The governor's press release cites the federal governments recent steps to "abandon three major efforts to address methane pollution" in the energy sector as a catalyst for this plan, in addition to New York's long-term goal of reducing emissions 80% by 2050. Last month, Cuomo's own proposal for enacting a commercial organics diversion requirement by 2021 didn't survive budget negotiations in the New York state legislature. Yet Cuomo has since said he has no further priorities for the remainder of the legislative session that ends in June.

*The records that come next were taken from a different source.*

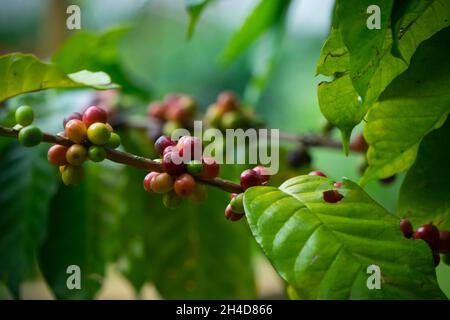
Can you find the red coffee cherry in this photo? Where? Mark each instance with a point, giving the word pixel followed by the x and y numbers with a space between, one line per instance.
pixel 332 196
pixel 76 130
pixel 148 179
pixel 250 178
pixel 191 146
pixel 76 154
pixel 231 215
pixel 184 185
pixel 157 110
pixel 359 143
pixel 263 172
pixel 210 169
pixel 57 155
pixel 429 233
pixel 406 228
pixel 172 164
pixel 94 114
pixel 162 143
pixel 72 116
pixel 317 173
pixel 444 241
pixel 161 183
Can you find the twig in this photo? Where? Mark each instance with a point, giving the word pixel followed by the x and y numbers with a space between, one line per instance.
pixel 127 159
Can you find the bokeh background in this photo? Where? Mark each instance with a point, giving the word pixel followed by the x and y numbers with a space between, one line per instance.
pixel 155 57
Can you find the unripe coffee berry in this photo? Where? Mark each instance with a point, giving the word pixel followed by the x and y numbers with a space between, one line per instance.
pixel 75 130
pixel 317 173
pixel 172 163
pixel 76 154
pixel 72 116
pixel 444 241
pixel 94 114
pixel 98 133
pixel 114 141
pixel 162 143
pixel 184 185
pixel 72 175
pixel 237 203
pixel 24 115
pixel 406 228
pixel 57 155
pixel 148 180
pixel 162 183
pixel 429 233
pixel 30 136
pixel 210 169
pixel 171 200
pixel 263 173
pixel 332 196
pixel 250 178
pixel 97 153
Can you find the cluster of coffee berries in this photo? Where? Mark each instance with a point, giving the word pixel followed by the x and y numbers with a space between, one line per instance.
pixel 29 135
pixel 90 134
pixel 227 113
pixel 438 240
pixel 182 162
pixel 175 111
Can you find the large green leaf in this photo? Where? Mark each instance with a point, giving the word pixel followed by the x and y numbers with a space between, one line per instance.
pixel 22 73
pixel 363 44
pixel 28 184
pixel 81 225
pixel 265 15
pixel 323 249
pixel 425 192
pixel 417 102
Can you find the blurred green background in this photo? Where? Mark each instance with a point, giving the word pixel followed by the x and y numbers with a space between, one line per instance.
pixel 150 55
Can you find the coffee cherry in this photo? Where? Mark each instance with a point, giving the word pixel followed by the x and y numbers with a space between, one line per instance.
pixel 317 173
pixel 171 200
pixel 24 115
pixel 436 258
pixel 210 169
pixel 97 153
pixel 162 143
pixel 263 173
pixel 337 184
pixel 191 147
pixel 359 143
pixel 406 228
pixel 72 175
pixel 114 141
pixel 227 101
pixel 250 178
pixel 299 158
pixel 429 233
pixel 184 185
pixel 148 180
pixel 231 215
pixel 57 155
pixel 72 116
pixel 237 203
pixel 162 183
pixel 94 114
pixel 444 241
pixel 30 136
pixel 76 154
pixel 157 110
pixel 75 130
pixel 200 193
pixel 194 167
pixel 332 196
pixel 172 163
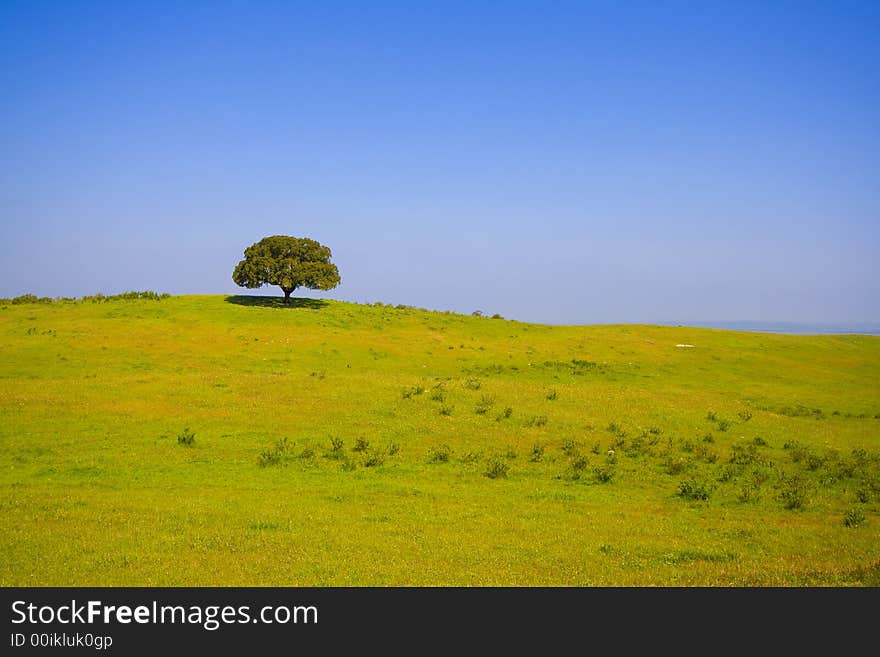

Leading up to this budget decision the state released a report estimating upward of $22 million in economic benefits from a diversion requirement and the proposal was highlighted as another way to make New York a leader in environmental policy. This would have aligned with ongoing diversion progress within state agencies and state-run facilities as well. Though after pushback from certain large generators reportedly derailed the proposal, it appears Cuomo is content with advancing organics diversion through a more voluntary approach. State funding for research and development of new processing infrastructure may help this market grow, though not necessarily at the same rate it would have if companies could count on millions of tons of guaranteed feedstock within the next few years.
Addressing current landfill requirements could yield more universal results, especially because gas capture systems are currently only required for sites with more than 2.5 million tons of capacity. Industry associations are already involved with discussions over updating the Part 360 permit, as well as a potential stay on federal requirements, which will add a variety of new factors to the process.